Gen3C: 3D-Informed World-Consistent Video Generation with Precise Camera Control

The paper presents a novel video generation model termed Gen3C, predominantly focusing on integrating three-dimensional awareness to fortify consistency and precision in video synthesis. The model addresses prevalent issues in existing video generation methodologies such as temporal inconsistencies and imprecise camera controls, which often manifest when inadequate 3D information guides the neural network's generation process.

Overview and Methodology

Gen3C leverages a 3D cache, structured as point clouds derived from estimating the depth of initial frames or seed images, to maintain world consistency over the generated video sequences. This 3D cache significantly enhances camera control by providing explicit structures for the model to follow. When new frames are rendered, this cache enables the system to focus its generative capabilities exclusively on previously unseen areas and appends subsequent frame states, thereby maintaining consistency.

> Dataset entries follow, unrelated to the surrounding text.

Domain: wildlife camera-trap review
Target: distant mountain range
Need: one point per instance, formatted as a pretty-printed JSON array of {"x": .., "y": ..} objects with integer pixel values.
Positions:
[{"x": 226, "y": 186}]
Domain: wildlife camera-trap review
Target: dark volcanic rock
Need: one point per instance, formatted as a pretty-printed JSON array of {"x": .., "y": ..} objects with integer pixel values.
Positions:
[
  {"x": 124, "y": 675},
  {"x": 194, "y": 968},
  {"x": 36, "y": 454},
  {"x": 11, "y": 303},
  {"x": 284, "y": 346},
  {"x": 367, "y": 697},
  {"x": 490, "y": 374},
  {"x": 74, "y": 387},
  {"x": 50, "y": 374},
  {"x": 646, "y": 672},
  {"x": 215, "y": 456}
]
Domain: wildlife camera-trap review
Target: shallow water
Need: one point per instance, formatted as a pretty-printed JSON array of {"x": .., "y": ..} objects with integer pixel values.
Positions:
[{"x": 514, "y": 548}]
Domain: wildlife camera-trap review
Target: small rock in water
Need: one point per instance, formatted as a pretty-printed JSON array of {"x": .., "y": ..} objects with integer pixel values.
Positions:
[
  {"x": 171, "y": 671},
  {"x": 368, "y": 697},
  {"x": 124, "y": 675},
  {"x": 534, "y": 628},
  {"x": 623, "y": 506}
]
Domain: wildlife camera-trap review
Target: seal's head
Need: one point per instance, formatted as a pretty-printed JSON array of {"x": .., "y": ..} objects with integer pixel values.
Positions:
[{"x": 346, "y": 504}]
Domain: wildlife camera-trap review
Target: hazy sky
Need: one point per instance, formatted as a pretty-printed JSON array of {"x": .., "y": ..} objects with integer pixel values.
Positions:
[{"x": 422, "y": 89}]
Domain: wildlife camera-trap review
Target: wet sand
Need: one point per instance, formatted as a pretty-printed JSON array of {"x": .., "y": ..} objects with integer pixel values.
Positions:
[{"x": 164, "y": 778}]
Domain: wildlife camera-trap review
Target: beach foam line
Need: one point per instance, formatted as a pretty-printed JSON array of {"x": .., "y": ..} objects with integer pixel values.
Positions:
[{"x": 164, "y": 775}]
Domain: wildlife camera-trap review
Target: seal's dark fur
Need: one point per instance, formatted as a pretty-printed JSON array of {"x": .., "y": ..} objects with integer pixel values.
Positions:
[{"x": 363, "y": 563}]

The methodology of Gen3C effectively mitigates the model's need to rely on memories of prior generations or extraneous inference from camera poses. Instead, rendering the 3D cache to 2D under user-directed camera trajectories informs the video diffusion model with strong geometrical conditioning. This innovative approach empowers Gen3C to outperform prior state-of-the-art benchmarks in various scenarios, including sparse-view novel view synthesis, handling complex scenes like driving environments, or when dealing with monocular dynamic videos.

Numerical Results and Claims

In evaluating the model's efficacy, Gen3C produces demonstrably superior numerical results compared to existing models across multiple tasks, including higher scores in PSNR, SSIM, and lower LPIPS values on datasets such as Tanks-and-Temples and RE10K. The model additionally boasts TSED metric improvements, showcasing enhanced temporal and spatial consistency. These outcomes symbolize the model's adeptness at filling disocclusions and rendering high-quality details that align with accurate camera controls.

Implications and Future Directions

Practical implications of Gen3C are substantial, considering its capabilities to render consistent and precise videos across various applications — from entertainment and digital content creation to virtual reality simulations and autonomous driving systems. The explicit 3D cache not only allows unprecedented control over video synthesis but also promotes effortless scene editing, such as object removal or motion alteration, enabled through direct manipulations within the 3D point cloud structure.

The paper also highlights the theoretical implications of integrating 3D modeling insights with video diffusion models, laying a groundwork that could inspire further research into merging geometrical constructions with generative models. Future directions might explore incorporating text-based conditioning to prompt motion or investigating adaptability across broader ranges of dynamic scenes, potentially leading to advances in self-supervised learning or zero-shot learning capabilities.

In summary, Gen3C sets a benchmark for implementing 3D consistency and precise command over video generation, signifying a crucial step towards efficient and high-quality video content creation. The adaptability of its 3D cache promises a versatile application across domains necessitating realistic video renderings with coherent motion and precise viewpoint manipulation.